确实, over_average 的情况下就已经有95%的人选择认购定期存款了,这印证了我们的猜想。但是在本例中,我们不对duration做删除处理。大家可以尝试删除此特征执行同样的步骤,根据总结中最后一段提出的分别应用这两个模型进行预测的策略,应用到实际情况中。

3、数据预处理与特征工程

3.1 缺失值处理

在本文的开始我们提到过,虽然对所有数值型特征不存在缺失值,但是类别型特征中有以 'unknown' 形式存在的值,它们的统计结果如下,代码已在文章开头给出。

列名 unknown值个数
job 288
marital 0
education 1857
default 0
housing 0
loan 0
contact 13020
month 0
poutcom 36959
y 0

缺失值处理通常有如下的方法:

  1. 对于 'unknown' 值数量较少的特征,包括jobeducation,删除这些特征是缺失值('unknown')的行;
  2. 如果预计该特征对于学习模型效果影响不大,而且在此例中缺失值都是类别型数据,可以对('unknown')值赋众数;
  3. 可以使用数据完整的行作为训练集,以此来预测缺失值,特征concactpoutcome的缺失值可以采取此法;
  4. 我们也可以不处理它,使其保留 'unknown' 的形式作为该特征的一种可能取值。

这里我们采取策略4,不进行处理。原因可以参考下一行代码,例如上一次营销活动的结果(poutcome)这一特征,大部分都是 'unknown' 值,其原因可以归结于这些客户没有经历上一次营销活动,是第一次参加本活动。当然,我们也可以结合策略1、3进行处理。

bank['poutcome'].value_counts()

输出:

unknown    36959
failure     4901
other       1840
success     1511
Name: poutcome, dtype: int64

3.2 类型转换

我们知道原数据表中有数值型和类别型两种数据类型,但是机器学习模型只能读取数值型数据,因此我们需要进行类型的转换。通常我们可以先通过 LabelEncoder 再通过 OneHotEncoder 将str型数据转换成OneHot编码。但是这样每次只能操作一个类别型数据,函数写起来会比较麻烦。

在最新的开发者版本sklearn中提供了 CategoricalEncoder,它的好处是可以直接转换多列类别型数据。虽然当前版本没有提供,但是下面的代码块中供 了 CategoricalEncoder 的方法,只需要运行即可。

class CategoricalEncoder(BaseEstimator, TransformerMixin):
    def __init__(self, encoding='onehot', categories='auto', dtype=np.float64,
                 handle_unknown='error'):
        self.encoding = encoding
        self.categories = categories
        self.dtype = dtype
        self.handle_unknown = handle_unknown
    #fit方法与其他Encoder的使用方法一样
    def fit(self, X, y=None):
        """Fit the CategoricalEncoder to X.
        Parameters
        ----------
        X : array-like, shape [n_samples, n_feature]
            The data to determine the categories of each feature.
        Returns
        -------
        self
        """
        #编码有三种方式,按顺序分别为稀疏形式的独热编码,独热编码和序列编码。
        if self.encoding not in ['onehot', 'onehot-dense', 'ordinal']:
            template = ("encoding should be either 'onehot', 'onehot-dense' "
                        "or 'ordinal', got %s")
            raise ValueError(template % self.handle_unknown)

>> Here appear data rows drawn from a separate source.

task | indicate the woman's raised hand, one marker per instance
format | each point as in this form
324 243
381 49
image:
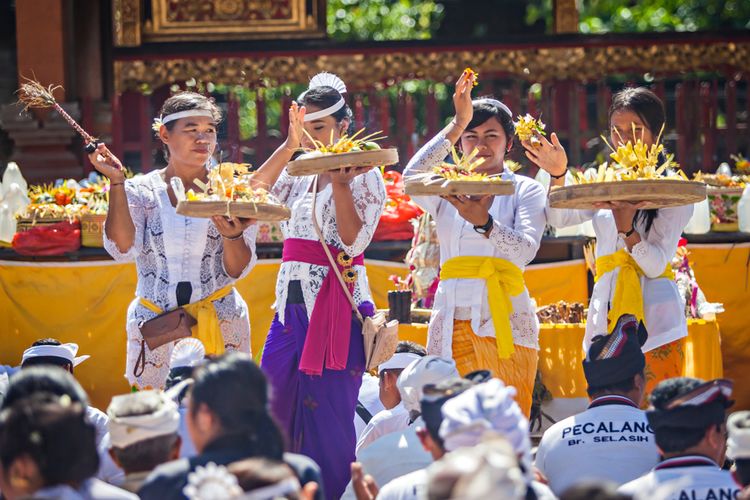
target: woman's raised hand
107 164
462 99
296 126
549 156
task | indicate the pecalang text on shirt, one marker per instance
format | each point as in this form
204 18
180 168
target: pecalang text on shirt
607 428
711 494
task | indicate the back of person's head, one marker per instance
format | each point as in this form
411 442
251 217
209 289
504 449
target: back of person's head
53 432
267 478
683 409
235 390
143 429
38 379
487 470
593 491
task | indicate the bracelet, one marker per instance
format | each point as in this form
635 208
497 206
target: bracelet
561 175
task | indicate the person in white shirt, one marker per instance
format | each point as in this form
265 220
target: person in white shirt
611 440
483 316
738 446
388 396
688 418
420 372
634 247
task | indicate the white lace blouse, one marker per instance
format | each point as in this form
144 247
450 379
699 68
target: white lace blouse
515 236
368 191
663 309
170 248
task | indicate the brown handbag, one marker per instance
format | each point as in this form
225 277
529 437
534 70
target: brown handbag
380 335
162 329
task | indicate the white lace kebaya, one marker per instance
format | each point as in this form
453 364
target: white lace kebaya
368 191
168 249
515 236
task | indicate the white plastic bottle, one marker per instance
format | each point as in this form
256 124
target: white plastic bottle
700 222
743 210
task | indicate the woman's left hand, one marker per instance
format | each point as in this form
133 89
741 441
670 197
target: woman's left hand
473 210
345 175
231 227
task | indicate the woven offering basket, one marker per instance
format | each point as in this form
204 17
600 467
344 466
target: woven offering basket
261 211
92 230
319 164
657 193
441 187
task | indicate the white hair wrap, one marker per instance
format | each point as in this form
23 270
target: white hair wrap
419 373
485 408
325 79
65 351
496 103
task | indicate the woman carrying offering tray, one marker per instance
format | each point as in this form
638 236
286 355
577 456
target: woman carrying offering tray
314 353
182 262
483 316
634 246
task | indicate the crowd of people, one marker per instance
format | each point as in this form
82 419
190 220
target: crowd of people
445 420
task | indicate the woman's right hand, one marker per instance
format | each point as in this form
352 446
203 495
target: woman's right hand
107 164
462 99
296 126
549 156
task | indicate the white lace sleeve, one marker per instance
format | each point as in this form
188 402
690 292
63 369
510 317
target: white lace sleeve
283 186
368 191
138 214
521 242
657 248
428 156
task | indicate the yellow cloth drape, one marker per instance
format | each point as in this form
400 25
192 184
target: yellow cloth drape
208 329
504 279
628 297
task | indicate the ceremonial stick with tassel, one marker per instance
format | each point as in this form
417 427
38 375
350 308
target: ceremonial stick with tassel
33 94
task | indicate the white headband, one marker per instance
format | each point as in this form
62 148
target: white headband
65 351
495 102
326 80
127 430
398 361
184 114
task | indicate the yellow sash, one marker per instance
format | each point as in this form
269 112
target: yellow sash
504 280
207 330
628 297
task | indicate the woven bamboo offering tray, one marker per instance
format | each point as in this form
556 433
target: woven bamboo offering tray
656 193
439 186
270 212
318 163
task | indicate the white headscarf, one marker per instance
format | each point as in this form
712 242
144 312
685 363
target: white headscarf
482 409
426 370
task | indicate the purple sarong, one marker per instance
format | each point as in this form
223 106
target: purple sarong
315 411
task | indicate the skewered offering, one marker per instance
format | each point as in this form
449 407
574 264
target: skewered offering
458 178
228 192
347 151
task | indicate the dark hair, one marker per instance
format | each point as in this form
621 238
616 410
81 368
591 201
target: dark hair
235 389
650 109
254 473
675 439
593 491
54 433
39 379
742 465
619 387
324 97
485 110
146 455
185 101
411 347
47 360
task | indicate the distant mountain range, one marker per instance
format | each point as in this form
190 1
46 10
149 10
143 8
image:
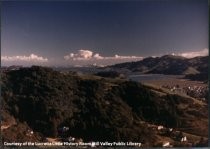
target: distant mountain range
167 64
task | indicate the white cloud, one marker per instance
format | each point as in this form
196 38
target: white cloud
81 55
30 58
203 52
89 55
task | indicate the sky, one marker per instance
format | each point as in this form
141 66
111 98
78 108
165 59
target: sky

        if self.handle_unknown not in ['error', 'ignore']:
            template = ("handle_unknown should be either 'error' or "
                        "'ignore', got %s")
            raise ValueError(template % self.handle_unknown)

        if self.encoding == 'ordinal' and self.handle_unknown == 'ignore':
            raise ValueError("handle_unknown='ignore' is not supported for"
                             " encoding='ordinal'")
        #处理特征
        X = check_array(X, dtype=np.object, accept_sparse='csc', copy=True)
        n_samples, n_features = X.shape
        self._label_encoders_ = [LabelEncoder() for _ in range(n_features)]
        #CategoricalEncoder的具体思路如下:
        #先用LabelEncoder()转换成序列数据,再用OneHotEncoder()增添新的列转换成独热编码
        #在fit阶段,只提取每一列的类别信息,为transform阶段做准备。
        for i in range(n_features):
            le = self._label_encoders_[i]
            Xi = X[:, i]
            if self.categories == 'auto':
                le.fit(Xi)
            else:
                valid_mask = np.in1d(Xi, self.categories[i])
                if not np.all(valid_mask):
                    if self.handle_unknown == 'error':
                        diff = np.unique(Xi[~valid_mask])
                        msg = ("Found unknown categories {0} in column {1}"
                               " during fit".format(diff, i))
                        raise ValueError(msg)
                le.classes_ = np.array(np.sort(self.categories[i]))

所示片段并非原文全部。